To those of us who are gobblers of British crime novels, Manon is a familiar type, built along the lines of Ian Rankin‘s Siobhan Clarke and Kate Atkinson‘s Tracy Waterhouse: bad diet, regrettable clothes, stubborn, perceptive, clear-headed, and hardnosed with a well-concealed heart. More particularly, Manon is a member of the Cambridgeshire Constabulary, and the case that brings her to our notice, in this the first volume of what is projected to be a series, is that of a missing woman.
Returning one Sunday night to the little worker’s cottage he shares with his girlfriend, Edith Hind, Will Carter finds the door open and the lights on. Edith’s phone, keys, and car are there, and also some spatters of blood – but no Edith. He calls the police, and matters quickly become of the highest priority when it turns out that the missing woman, a graduate student at Cambridge University, is the daughter of Sir Ian Hind and his wife, Miriam.
Sir Ian is a surgeon, among whose patients are members of the royal family. Beyond that, he is great friends with the home secretary and not at all reluctant to throw his weight around. “From now on,” Manon’s superior officer tells her sardonically, “we treat Sir Bufton Tufton downstairs with the utterly slavish deference he so richly deserves.”
As the investigation proceeds, a picture of Edith begins to emerge, and the more we learn about her, the more tiresome she strikes us as being. A harsh critic of the modern world, a would-be savior of the planet, and an advocate of “living truthfully,” she is supported by her parents with a handsome monthly allowance. She refuses to have a bank account, declaring that “someone has to break with the status quo,” and is in favor of banning cars – though she has an electric one herself.
In the course of questioning Edith’s friends and acquaintances, the police learn that she has treated a close friend, Helena, with sarcastic contempt, then initiated a sexual relationship with her, leaving the other woman confused, ashamed, and yearning. Not content with that, she boasted of the affair. Soon enough, the media learn of the matter, reporting it with lurid extravagance. The consequence is disastrous.

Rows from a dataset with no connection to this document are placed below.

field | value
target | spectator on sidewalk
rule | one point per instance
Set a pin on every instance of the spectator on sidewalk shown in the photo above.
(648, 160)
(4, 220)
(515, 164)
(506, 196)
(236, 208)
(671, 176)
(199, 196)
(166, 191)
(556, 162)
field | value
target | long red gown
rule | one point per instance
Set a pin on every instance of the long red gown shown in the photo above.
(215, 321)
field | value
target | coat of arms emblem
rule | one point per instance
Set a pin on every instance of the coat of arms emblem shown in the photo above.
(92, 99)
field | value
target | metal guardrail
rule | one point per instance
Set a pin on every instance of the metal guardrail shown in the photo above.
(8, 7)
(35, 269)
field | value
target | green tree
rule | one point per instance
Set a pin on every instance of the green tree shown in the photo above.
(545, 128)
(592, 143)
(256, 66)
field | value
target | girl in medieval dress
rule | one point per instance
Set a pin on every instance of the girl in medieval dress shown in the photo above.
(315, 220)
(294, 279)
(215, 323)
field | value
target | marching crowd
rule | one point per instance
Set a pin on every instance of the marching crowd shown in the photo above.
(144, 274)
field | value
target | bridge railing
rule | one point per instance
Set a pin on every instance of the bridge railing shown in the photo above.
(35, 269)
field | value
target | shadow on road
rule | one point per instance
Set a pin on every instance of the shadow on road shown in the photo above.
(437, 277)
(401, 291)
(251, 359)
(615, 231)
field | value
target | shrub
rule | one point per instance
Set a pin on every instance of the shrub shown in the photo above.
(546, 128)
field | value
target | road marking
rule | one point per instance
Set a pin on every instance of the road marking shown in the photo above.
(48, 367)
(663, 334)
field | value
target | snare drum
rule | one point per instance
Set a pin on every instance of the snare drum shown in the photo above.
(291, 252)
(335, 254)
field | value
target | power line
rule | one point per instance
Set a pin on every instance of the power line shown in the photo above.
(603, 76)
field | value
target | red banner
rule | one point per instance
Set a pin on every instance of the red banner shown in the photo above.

Additional strands weave their way in: A notorious sexual predator seems to have had some sort of contact with Edith and, more dramatically, the drowned body of a young man, a petty criminal, is discovered in the nearby River Ouse. Is there a connection? Does the dead man’s younger brother, whom he looked after, hold a clue? And what will become of this child now that his brother is gone?
The story is told from three main points of view, with glimpses from a couple of others. Manon’s dominates, followed by that of Edith’s mother, Miriam, a trained physician who has wound up giving over much of her life to being a wife and a mother to two children. We also see matters as Detective Constable Davy Walker sees them. He is a cheerful, compassionate young man who works with troubled children in his off hours. His girlfriend, Chloe, on the other hand, is a triumph of passive aggression, a killjoy, and a source of exquisitely bleak comedy.
The novel’s plot is serviceable, possessing an appropriate roster of possible culprits and a wide array of laptops, cell phones, and CCTVs through which to rummage. Still, the book’s real strength lies in its characters: their personalities, their emotions, and their little ways.
“Sir Bufton Tufton” is unable to disguise his contempt for ordinary people; Miriam is shown perceptively in both her grief and her ambivalence about her life’s trajectory; Helena’s wretchedness over incidents she herself didn’t understand is palpable, as is her agony over being exposed publicly. Kind, sweet Davy is a joy, and his god-awful girlfriend is a pearl beyond price.
Finally, Manon is a fully developed, which is to say credibly flawed, human being, especially in her unregulated feelings toward intimacy. This is a most promising start to what, I hope, will be a substantial series.